Aches and pains are just a part of life, like taxes and a lonely death, after all.

– photo by Mitch Waxman

The shoulder thing has been a “mofo” however. I’m right hand dominant, and unfortunately the limb that hand dangles off of is the affected one. My left arm is used as little more than a paper weight, and the right one has been nigh useless for about a week. If this sort of thing was occurring in my left arm, of course, I’d be in a hospital and under the care of a cardiologist. Saying that, this has little to do with the heart and circulatory system, instead it’s a pinched nerve which is slowly unpinching.

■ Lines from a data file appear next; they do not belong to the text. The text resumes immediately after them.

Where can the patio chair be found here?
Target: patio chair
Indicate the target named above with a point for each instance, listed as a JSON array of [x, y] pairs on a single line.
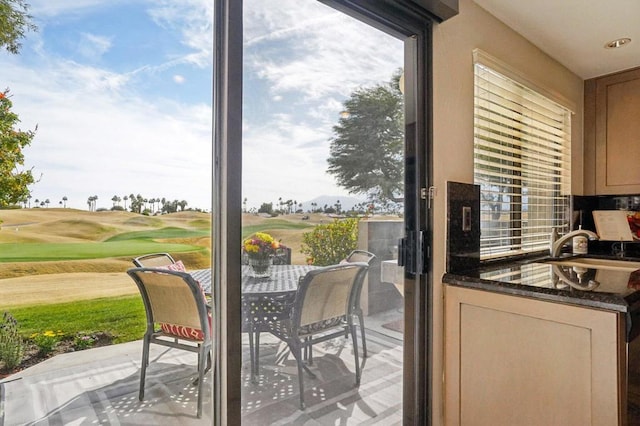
[[177, 317], [367, 257], [322, 310], [153, 260]]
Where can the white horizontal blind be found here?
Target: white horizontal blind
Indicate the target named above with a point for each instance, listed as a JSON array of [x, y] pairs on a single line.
[[522, 162]]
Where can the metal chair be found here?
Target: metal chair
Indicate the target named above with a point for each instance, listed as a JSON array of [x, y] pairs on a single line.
[[322, 310], [153, 260], [367, 257], [177, 317]]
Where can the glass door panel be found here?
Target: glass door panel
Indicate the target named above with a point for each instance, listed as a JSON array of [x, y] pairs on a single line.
[[323, 174]]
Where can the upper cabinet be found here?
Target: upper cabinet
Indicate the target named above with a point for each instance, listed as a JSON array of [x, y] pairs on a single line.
[[612, 134]]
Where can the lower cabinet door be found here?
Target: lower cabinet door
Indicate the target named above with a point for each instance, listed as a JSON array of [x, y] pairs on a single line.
[[517, 361]]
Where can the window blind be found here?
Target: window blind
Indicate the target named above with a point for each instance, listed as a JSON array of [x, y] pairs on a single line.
[[522, 162]]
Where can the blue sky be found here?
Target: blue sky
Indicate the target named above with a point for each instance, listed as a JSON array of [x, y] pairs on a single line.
[[121, 93]]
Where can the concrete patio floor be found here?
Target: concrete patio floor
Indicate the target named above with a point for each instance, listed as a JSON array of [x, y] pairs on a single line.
[[100, 386]]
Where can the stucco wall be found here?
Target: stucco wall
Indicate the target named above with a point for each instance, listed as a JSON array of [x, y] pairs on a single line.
[[454, 41]]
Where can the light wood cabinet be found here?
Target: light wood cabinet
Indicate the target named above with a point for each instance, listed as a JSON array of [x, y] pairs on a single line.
[[517, 361], [612, 134]]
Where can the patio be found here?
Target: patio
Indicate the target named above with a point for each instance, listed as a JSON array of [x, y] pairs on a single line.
[[100, 386]]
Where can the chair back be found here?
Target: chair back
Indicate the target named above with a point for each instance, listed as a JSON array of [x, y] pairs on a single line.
[[172, 297], [328, 293], [361, 256], [282, 256], [153, 260]]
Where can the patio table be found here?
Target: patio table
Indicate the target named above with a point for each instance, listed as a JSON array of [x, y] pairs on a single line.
[[264, 300]]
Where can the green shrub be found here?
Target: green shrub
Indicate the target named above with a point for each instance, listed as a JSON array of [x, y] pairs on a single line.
[[83, 341], [46, 341], [11, 344], [329, 244]]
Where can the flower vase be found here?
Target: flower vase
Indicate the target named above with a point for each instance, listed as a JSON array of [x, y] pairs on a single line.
[[260, 266]]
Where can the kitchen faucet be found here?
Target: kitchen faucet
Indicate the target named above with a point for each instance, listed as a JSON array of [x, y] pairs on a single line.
[[557, 244]]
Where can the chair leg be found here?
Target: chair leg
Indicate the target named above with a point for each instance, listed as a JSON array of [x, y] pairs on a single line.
[[257, 349], [354, 339], [143, 367], [364, 339], [251, 354], [297, 354], [201, 368]]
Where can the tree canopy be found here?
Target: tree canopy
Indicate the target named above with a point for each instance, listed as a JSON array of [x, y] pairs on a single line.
[[13, 181], [14, 22], [366, 152]]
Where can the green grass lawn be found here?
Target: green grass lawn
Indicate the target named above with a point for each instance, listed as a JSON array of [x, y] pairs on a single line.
[[162, 233], [272, 224], [39, 252], [122, 317]]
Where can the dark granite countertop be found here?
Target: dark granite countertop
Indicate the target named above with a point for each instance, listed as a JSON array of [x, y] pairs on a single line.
[[597, 288]]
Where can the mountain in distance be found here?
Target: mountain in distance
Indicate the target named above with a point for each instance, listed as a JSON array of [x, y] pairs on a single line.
[[330, 200]]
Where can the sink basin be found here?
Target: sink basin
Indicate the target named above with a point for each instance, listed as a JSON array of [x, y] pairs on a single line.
[[593, 263]]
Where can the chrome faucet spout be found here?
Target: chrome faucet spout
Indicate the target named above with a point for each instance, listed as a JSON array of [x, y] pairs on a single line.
[[556, 246]]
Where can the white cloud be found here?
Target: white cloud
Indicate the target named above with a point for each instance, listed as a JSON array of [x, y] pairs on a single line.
[[314, 57], [92, 46], [96, 138]]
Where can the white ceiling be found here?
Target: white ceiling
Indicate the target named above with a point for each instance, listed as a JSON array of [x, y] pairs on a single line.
[[574, 32]]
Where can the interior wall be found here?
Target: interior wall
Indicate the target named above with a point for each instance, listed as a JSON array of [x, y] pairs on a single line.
[[454, 41]]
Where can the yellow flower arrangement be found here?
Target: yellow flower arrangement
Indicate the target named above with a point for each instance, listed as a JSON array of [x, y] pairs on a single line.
[[260, 245]]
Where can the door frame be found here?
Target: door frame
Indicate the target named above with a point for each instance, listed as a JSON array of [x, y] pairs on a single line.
[[405, 20]]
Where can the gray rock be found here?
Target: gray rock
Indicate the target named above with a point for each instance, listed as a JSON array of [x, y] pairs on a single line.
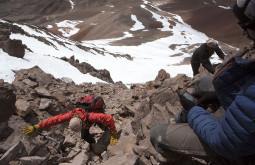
[[69, 141], [30, 83], [33, 160], [16, 151], [81, 159], [44, 104], [42, 92], [17, 123], [23, 107], [5, 130], [123, 159]]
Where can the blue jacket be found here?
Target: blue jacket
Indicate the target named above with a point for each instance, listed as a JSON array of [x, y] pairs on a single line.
[[234, 135]]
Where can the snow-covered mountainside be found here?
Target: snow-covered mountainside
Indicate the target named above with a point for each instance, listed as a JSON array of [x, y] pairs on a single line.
[[146, 40]]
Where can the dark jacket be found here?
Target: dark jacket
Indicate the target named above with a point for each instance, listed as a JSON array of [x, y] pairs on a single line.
[[234, 135], [203, 53]]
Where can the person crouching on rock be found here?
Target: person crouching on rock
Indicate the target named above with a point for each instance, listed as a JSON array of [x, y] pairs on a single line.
[[202, 56], [80, 120]]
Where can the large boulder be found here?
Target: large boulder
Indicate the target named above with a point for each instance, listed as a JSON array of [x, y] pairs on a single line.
[[7, 106]]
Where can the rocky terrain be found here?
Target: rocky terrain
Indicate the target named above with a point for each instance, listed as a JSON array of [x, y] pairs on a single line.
[[136, 108]]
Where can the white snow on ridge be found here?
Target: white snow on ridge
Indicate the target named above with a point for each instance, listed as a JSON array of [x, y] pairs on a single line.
[[225, 7], [67, 27], [138, 25], [72, 4], [148, 58]]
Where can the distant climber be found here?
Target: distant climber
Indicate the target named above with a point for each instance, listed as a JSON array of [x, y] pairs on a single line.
[[81, 120], [202, 56], [7, 103], [230, 139]]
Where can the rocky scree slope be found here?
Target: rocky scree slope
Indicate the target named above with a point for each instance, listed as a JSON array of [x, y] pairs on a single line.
[[135, 110]]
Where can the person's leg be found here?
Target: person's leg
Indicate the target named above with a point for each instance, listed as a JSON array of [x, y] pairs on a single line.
[[177, 142], [208, 66], [195, 66]]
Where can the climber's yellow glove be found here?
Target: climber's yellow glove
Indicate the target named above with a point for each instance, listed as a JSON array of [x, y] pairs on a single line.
[[31, 129], [114, 139]]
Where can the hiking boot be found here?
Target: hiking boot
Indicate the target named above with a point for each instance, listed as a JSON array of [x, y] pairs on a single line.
[[161, 159]]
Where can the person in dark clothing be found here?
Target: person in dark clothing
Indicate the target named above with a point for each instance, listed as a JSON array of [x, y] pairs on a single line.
[[202, 55], [229, 139]]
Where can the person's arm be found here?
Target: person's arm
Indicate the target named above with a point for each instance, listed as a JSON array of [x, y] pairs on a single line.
[[47, 123], [56, 120], [219, 52]]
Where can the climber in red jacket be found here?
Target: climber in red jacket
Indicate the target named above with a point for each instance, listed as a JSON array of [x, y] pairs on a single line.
[[80, 120]]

Opiate pain medications were required just to accomplish a few hours of sleep when the condition first manifested, and one was forced to fashion himself a sling. Shoulder and tricep were dancing around unbidden within the skinvelope, my bicep muscle felt as if it was being eaten by a horde of beetles, and my elbow was reporting back to the brain that it had become hollow. Additionally, my wrist was of the belief that it had become packed in ice.

The dog was quite concerned, but she made a play to assume the alpha/dominar position in our household pack.  What can I say, she’s a dog, that’s what they do when they sense weakness. In the case of my dog, of course, rebellion took the form of her staring at me while she “woofed.” Her play ended when Our Lady of the Pentacle got home, since we all know who’s really in charge around here.

– photo by Mitch Waxman

Accordingly, I’ve got zilch as far as new stuff to show you this week. Today, and for the next couple of days, it’s going to be shots from the archives – such as the twilight shot of the Sunnyside Yards above. Pain Squirrel and canid rebellion notwithstanding, the show must go on.